会見でこれを問われた藤井は「(村田戦は)終盤、はっきり負けの局面があった。本局もいくつかはっきりと苦しい局面があった。全体的に内容はよくなったとは言い難いけど、時間がなくなってから辛抱強く指せたのはこれまでと比べてよかった」と話した。
王座への初挑戦については、「王座戦では、ここ数年は結果が全く出せていなかったので、挑戦できることはうれしく思います。挑戦できるのは貴重な機会だと思うので、全力を尽くしたいと思います」と決意を述べた。
豊島は昨年に続く2年連続での永瀬王座への挑戦権は得られなかった。局後「チャンスを逃していると思います。もうちょっとうまく指せそうな局面も多かった」と静かに振り返った。
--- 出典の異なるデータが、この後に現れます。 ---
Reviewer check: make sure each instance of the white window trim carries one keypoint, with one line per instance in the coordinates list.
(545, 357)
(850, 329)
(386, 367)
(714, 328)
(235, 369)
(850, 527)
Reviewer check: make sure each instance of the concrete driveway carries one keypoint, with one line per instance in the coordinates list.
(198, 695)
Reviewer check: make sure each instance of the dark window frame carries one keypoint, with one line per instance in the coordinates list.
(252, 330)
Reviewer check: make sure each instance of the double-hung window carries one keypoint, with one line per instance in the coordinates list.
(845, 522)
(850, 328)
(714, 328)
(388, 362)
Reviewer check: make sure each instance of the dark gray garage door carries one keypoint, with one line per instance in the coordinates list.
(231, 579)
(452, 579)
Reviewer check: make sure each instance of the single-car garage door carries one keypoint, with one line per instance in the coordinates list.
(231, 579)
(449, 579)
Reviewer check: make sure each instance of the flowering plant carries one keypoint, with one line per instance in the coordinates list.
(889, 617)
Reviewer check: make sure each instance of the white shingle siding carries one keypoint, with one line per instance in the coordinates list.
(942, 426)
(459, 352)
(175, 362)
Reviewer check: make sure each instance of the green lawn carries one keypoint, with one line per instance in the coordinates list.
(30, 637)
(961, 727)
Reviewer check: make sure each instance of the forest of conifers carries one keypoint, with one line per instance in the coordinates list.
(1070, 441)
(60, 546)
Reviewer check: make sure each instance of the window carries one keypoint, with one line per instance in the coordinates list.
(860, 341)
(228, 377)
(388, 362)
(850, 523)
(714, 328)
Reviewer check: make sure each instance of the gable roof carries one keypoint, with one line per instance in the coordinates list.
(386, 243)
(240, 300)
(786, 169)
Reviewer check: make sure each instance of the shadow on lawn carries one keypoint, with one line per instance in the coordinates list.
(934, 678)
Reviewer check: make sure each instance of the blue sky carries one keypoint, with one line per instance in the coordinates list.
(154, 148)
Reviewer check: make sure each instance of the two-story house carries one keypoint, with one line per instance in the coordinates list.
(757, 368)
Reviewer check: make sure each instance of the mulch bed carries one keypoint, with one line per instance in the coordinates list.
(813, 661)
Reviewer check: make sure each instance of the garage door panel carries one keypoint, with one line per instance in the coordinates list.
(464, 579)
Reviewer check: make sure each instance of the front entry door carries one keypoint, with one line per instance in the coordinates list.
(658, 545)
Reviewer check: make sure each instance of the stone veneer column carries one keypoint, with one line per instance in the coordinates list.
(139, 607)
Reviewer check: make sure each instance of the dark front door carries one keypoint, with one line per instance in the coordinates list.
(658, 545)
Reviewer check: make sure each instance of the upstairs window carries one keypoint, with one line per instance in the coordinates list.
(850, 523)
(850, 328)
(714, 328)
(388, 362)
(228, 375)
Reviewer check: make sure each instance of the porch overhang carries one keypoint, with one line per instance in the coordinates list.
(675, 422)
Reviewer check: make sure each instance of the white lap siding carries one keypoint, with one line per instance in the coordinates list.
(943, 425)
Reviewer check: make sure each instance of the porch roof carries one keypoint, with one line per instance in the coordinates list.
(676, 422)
藤井と豊島の公式戦での対戦成績は、これで藤井の22勝11敗となった。
1分将棋が1時間近く続く
振り駒の結果、藤井が先手。最近の藤井は、先手に恵まれることが多いようだ。
豊島は歩で角道を止め、藤井が得意の「角換わり」を避けて「居飛車」戦に持ち込んだ。角を自陣の1段目に引いた後、「7三」と右側に据えて勝機を狙った。双方が「雁木」と呼ばれる陣形を選択し、じっくりとした駒組が進んでいった。
昼食は藤井が豚肉の天ぷらの「珍豚美人」(950円、レストランイレブン)、豊島が親子南蛮そばとおにぎりの「親なん定食(温そば)」(900円、やまがそば)を選んだ。どちらも将棋会館の近くの大衆食堂のもので、対局室でそれぞれが代金を支払った。
藤井の「6四歩」から戦端が開かれた。夕食の休憩後、双方が持ち時間(各5時間)を使い果たし、1分将棋に突入した後も、1時間近くを戦う大熱戦となった。
113手目に藤井が「4六銀」を指すと、ABEMAのAI(人工知能)評価値は豊島優勢に大きく傾き、豊島は「7九銀」と下から王手した。しかし、118手目に豊島が「3四玉」とすると、一挙に藤井の勝率が95%に跳ね上がった。しかし、135手目に藤井が「3三歩」とすると、再び6割がたの豊島優勢を示した。その後も五分の戦いになったが、何度も豊島が70%くらい優勢になる局面もあった。